A Lei da Aprendizagem Profissional chega a 25 anos de vigência com dados para comemorar. Em outubro deste ano, o país registrou 714.102 contratos ativos de aprendizes, o maior número da série histórica, de acordo com dados divulgados nessa quarta-feira (10) pelo Ministério do Trabalho e Emprego (MTE), responsável por acompanhar o cumprimento da legislação.
Desde sua criação, em 19 de dezembro de 2000, a Lei da Aprendizagem já abriu as portas do mercado de trabalho para 6,2 milhões de jovens entre 14 e 24 anos.
Um evento no Ministério do Trabalho nessa quarta-feira celebrou os 25 anos da lei. Durante a legislação, o chefe da pasta exercício, Chico Macena, destacou que a legislação tem papel fundamental na inclusão produtiva da juventude brasileira e deve ser tratada como um instrumento estratégico para o desenvolvimento nacional.
Macena enfatizou ainda que a qualificação dos jovens é indispensável diante das transições tecnológica e energética em curso no mundo do trabalho. Segundo ele, as empresas precisam enxergar o jovem aprendiz como parte de uma estratégia de futuro.
“Só assim vamos conseguir colocar o país nesse mundo globalizado e competitivo, em níveis iguais de disputa econômica”, afirmou.
Dados da Fundação Roberto Marinho mostram que a taxa de evasão nos cursos de aprendizagem é próxima de 0%, enquanto no ensino médio varia entre 6% e 10%. A organização participou do evento com o Aprendiz Legal, uma das iniciativas da entidade. O programa, que existe há 20 anos, tem o objetivo de preparar e inserir jovens no mundo do trabalho por meio da aprendizagem profissional.

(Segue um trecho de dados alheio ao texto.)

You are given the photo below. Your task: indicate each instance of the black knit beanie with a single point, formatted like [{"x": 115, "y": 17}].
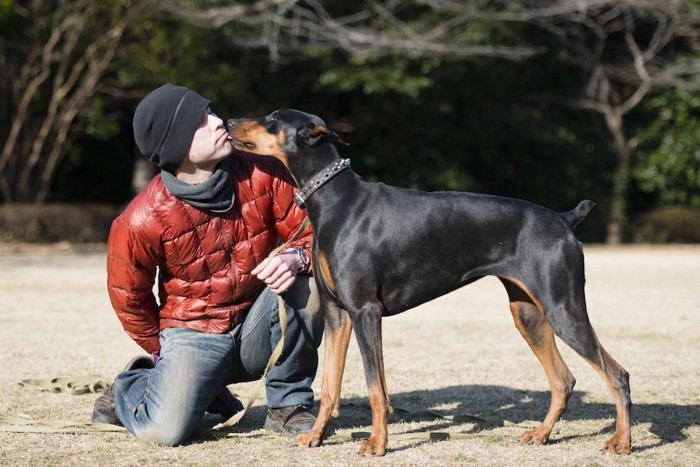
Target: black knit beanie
[{"x": 165, "y": 122}]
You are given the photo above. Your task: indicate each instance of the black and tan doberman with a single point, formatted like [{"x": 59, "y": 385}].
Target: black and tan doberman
[{"x": 380, "y": 250}]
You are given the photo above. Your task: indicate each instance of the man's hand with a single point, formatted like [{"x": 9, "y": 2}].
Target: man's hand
[{"x": 279, "y": 273}]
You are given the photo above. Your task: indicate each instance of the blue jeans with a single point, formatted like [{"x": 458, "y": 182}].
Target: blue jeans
[{"x": 165, "y": 404}]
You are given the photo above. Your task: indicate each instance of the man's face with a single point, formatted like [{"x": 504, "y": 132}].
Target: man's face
[{"x": 211, "y": 143}]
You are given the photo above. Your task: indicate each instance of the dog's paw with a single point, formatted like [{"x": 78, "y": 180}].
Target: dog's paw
[
  {"x": 536, "y": 437},
  {"x": 619, "y": 444},
  {"x": 372, "y": 447},
  {"x": 307, "y": 440}
]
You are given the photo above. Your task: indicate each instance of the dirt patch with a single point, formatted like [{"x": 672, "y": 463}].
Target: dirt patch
[{"x": 458, "y": 355}]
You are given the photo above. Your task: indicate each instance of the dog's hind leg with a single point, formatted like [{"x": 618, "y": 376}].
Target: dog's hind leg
[
  {"x": 368, "y": 330},
  {"x": 565, "y": 310},
  {"x": 574, "y": 328},
  {"x": 338, "y": 328},
  {"x": 533, "y": 326}
]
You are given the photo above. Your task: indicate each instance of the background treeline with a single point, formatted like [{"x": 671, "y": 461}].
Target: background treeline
[{"x": 547, "y": 101}]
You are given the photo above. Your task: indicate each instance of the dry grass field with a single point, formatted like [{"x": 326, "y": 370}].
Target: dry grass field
[{"x": 455, "y": 366}]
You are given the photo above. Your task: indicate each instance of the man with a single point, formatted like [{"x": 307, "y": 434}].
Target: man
[{"x": 204, "y": 227}]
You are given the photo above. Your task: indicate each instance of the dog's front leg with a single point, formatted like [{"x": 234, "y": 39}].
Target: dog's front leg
[
  {"x": 368, "y": 330},
  {"x": 338, "y": 330}
]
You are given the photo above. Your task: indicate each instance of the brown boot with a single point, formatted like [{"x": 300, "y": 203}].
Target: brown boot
[{"x": 290, "y": 421}]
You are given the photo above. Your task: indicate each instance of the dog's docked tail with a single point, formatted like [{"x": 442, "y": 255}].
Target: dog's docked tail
[{"x": 577, "y": 214}]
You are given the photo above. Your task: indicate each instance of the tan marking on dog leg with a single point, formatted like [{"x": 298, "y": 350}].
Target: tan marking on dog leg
[
  {"x": 540, "y": 337},
  {"x": 337, "y": 340},
  {"x": 377, "y": 443}
]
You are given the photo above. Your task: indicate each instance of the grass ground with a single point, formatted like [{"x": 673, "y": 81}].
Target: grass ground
[{"x": 455, "y": 365}]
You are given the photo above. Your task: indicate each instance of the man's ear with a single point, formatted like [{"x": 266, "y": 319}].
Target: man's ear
[{"x": 315, "y": 134}]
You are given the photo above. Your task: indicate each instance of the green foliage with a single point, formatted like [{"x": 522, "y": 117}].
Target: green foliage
[{"x": 668, "y": 166}]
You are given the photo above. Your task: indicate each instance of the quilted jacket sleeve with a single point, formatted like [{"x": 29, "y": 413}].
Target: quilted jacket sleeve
[
  {"x": 131, "y": 272},
  {"x": 288, "y": 216}
]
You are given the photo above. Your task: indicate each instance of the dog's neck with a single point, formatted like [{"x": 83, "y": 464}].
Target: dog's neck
[{"x": 320, "y": 179}]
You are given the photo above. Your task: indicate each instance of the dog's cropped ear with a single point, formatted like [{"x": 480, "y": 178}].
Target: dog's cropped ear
[
  {"x": 315, "y": 134},
  {"x": 337, "y": 139}
]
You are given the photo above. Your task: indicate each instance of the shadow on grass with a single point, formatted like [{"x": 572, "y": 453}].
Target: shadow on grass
[{"x": 488, "y": 407}]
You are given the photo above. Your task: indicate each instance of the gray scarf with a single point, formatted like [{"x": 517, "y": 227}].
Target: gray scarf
[{"x": 215, "y": 194}]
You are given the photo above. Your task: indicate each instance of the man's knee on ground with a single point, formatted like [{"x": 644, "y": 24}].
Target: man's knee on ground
[{"x": 164, "y": 435}]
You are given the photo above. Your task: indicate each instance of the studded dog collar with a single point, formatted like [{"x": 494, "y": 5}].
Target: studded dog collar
[{"x": 318, "y": 180}]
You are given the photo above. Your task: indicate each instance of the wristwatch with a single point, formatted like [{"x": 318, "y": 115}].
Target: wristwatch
[{"x": 303, "y": 259}]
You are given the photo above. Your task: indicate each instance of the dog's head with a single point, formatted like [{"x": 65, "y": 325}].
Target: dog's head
[{"x": 303, "y": 142}]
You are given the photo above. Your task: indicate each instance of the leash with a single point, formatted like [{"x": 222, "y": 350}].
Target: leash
[
  {"x": 320, "y": 179},
  {"x": 280, "y": 344}
]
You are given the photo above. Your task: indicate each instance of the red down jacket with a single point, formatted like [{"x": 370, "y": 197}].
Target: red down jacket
[{"x": 203, "y": 260}]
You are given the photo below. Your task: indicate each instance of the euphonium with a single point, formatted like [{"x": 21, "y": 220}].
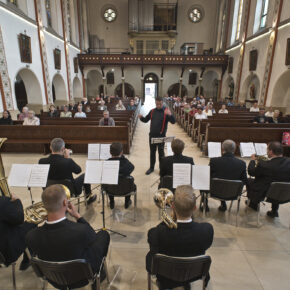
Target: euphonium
[
  {"x": 4, "y": 189},
  {"x": 162, "y": 198}
]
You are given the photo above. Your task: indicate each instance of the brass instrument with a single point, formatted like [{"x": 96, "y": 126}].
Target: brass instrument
[
  {"x": 4, "y": 189},
  {"x": 162, "y": 198}
]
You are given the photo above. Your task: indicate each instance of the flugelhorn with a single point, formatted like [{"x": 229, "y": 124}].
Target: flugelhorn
[{"x": 163, "y": 198}]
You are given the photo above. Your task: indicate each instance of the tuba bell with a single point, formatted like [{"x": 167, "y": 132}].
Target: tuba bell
[{"x": 162, "y": 198}]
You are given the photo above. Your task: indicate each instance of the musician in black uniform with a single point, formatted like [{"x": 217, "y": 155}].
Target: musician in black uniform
[{"x": 159, "y": 117}]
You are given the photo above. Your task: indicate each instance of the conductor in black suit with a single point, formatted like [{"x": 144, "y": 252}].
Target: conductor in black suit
[
  {"x": 62, "y": 167},
  {"x": 266, "y": 172},
  {"x": 159, "y": 117},
  {"x": 60, "y": 239},
  {"x": 228, "y": 167},
  {"x": 188, "y": 240},
  {"x": 13, "y": 230}
]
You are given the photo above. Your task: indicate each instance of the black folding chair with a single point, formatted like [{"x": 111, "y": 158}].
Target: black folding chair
[
  {"x": 279, "y": 192},
  {"x": 180, "y": 269},
  {"x": 3, "y": 262},
  {"x": 225, "y": 190},
  {"x": 68, "y": 273}
]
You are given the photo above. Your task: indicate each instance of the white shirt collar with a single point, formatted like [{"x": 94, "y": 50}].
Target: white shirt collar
[
  {"x": 184, "y": 221},
  {"x": 55, "y": 222}
]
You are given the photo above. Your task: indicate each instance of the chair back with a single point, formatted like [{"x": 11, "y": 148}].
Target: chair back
[
  {"x": 66, "y": 182},
  {"x": 180, "y": 269},
  {"x": 225, "y": 189},
  {"x": 279, "y": 191},
  {"x": 63, "y": 273},
  {"x": 125, "y": 185}
]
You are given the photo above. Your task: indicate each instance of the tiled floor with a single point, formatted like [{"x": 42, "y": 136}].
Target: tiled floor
[{"x": 243, "y": 257}]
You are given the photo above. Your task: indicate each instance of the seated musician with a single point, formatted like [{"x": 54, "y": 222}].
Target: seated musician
[
  {"x": 31, "y": 119},
  {"x": 13, "y": 230},
  {"x": 228, "y": 167},
  {"x": 125, "y": 170},
  {"x": 265, "y": 172},
  {"x": 6, "y": 118},
  {"x": 62, "y": 167},
  {"x": 60, "y": 239},
  {"x": 166, "y": 165},
  {"x": 65, "y": 113},
  {"x": 188, "y": 240},
  {"x": 106, "y": 120}
]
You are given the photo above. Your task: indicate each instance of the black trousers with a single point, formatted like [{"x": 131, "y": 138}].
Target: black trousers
[{"x": 153, "y": 149}]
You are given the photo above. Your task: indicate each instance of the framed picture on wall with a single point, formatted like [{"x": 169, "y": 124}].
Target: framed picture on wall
[
  {"x": 287, "y": 61},
  {"x": 57, "y": 58},
  {"x": 25, "y": 48}
]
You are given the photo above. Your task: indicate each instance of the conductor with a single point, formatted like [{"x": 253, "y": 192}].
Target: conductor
[{"x": 159, "y": 117}]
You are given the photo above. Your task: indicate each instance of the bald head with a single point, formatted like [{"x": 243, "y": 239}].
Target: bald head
[{"x": 184, "y": 201}]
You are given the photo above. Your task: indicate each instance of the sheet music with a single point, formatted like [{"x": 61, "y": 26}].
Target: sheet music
[
  {"x": 181, "y": 174},
  {"x": 105, "y": 151},
  {"x": 93, "y": 173},
  {"x": 169, "y": 149},
  {"x": 39, "y": 175},
  {"x": 247, "y": 149},
  {"x": 214, "y": 149},
  {"x": 201, "y": 177},
  {"x": 94, "y": 151},
  {"x": 19, "y": 175},
  {"x": 110, "y": 173},
  {"x": 261, "y": 149}
]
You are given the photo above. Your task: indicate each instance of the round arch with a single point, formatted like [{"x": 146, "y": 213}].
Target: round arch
[
  {"x": 27, "y": 88},
  {"x": 58, "y": 88},
  {"x": 77, "y": 88}
]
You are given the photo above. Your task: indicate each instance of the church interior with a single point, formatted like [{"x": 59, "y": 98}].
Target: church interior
[{"x": 88, "y": 72}]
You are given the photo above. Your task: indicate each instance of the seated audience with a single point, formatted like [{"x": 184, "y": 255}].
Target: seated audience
[
  {"x": 223, "y": 110},
  {"x": 6, "y": 118},
  {"x": 52, "y": 113},
  {"x": 107, "y": 120},
  {"x": 266, "y": 172},
  {"x": 62, "y": 167},
  {"x": 166, "y": 164},
  {"x": 255, "y": 108},
  {"x": 66, "y": 113},
  {"x": 61, "y": 239},
  {"x": 120, "y": 106},
  {"x": 13, "y": 230},
  {"x": 228, "y": 167},
  {"x": 80, "y": 113},
  {"x": 31, "y": 119},
  {"x": 131, "y": 106},
  {"x": 125, "y": 170},
  {"x": 24, "y": 114},
  {"x": 188, "y": 240}
]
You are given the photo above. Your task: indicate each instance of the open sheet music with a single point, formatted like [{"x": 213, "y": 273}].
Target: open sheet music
[
  {"x": 102, "y": 172},
  {"x": 28, "y": 175}
]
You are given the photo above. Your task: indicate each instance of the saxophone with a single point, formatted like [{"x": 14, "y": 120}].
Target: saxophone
[{"x": 162, "y": 198}]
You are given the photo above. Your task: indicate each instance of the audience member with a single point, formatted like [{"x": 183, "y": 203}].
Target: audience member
[
  {"x": 188, "y": 240},
  {"x": 62, "y": 167},
  {"x": 60, "y": 239},
  {"x": 31, "y": 119},
  {"x": 106, "y": 120},
  {"x": 265, "y": 172}
]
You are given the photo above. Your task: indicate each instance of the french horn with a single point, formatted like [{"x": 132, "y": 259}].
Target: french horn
[{"x": 163, "y": 198}]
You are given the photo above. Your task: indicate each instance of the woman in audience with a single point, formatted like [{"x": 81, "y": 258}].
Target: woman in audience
[
  {"x": 66, "y": 113},
  {"x": 80, "y": 113},
  {"x": 6, "y": 118},
  {"x": 31, "y": 119},
  {"x": 120, "y": 106}
]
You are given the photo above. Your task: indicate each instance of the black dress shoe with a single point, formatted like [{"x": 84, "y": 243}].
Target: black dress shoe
[
  {"x": 149, "y": 171},
  {"x": 272, "y": 214}
]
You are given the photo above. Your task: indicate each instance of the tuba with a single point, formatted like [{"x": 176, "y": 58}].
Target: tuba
[
  {"x": 162, "y": 198},
  {"x": 4, "y": 189}
]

“Atuamos com o Aprendiz Legal desde 2005, fortalecendo a política pública em constante diálogo com o Ministério do Trabalho, que inclusive é parceiro da Coalizão Aprendiz Legal, iniciativa que reúne uma centena de instituições que trabalham com aprendizagem profissional em todo o país. A co.liga é uma estratégia que se soma com a oferta de cursos livres de economia criativa, o que amplia o nosso leque de atuação no campo da inclusão produtiva, sobretudo na qualificação de jovens para o mercado informal”, explicou o coordenador de desenvolvimento institucional da Fundação Roberto Marinho, Marcelo Bentes.
A co.liga é uma escola digital e gratuita de economia criativa, cultura e tecnologia. Há quatro anos, oferece formações e oportunidades de experimentação profissional no setor para jovens de todo o país.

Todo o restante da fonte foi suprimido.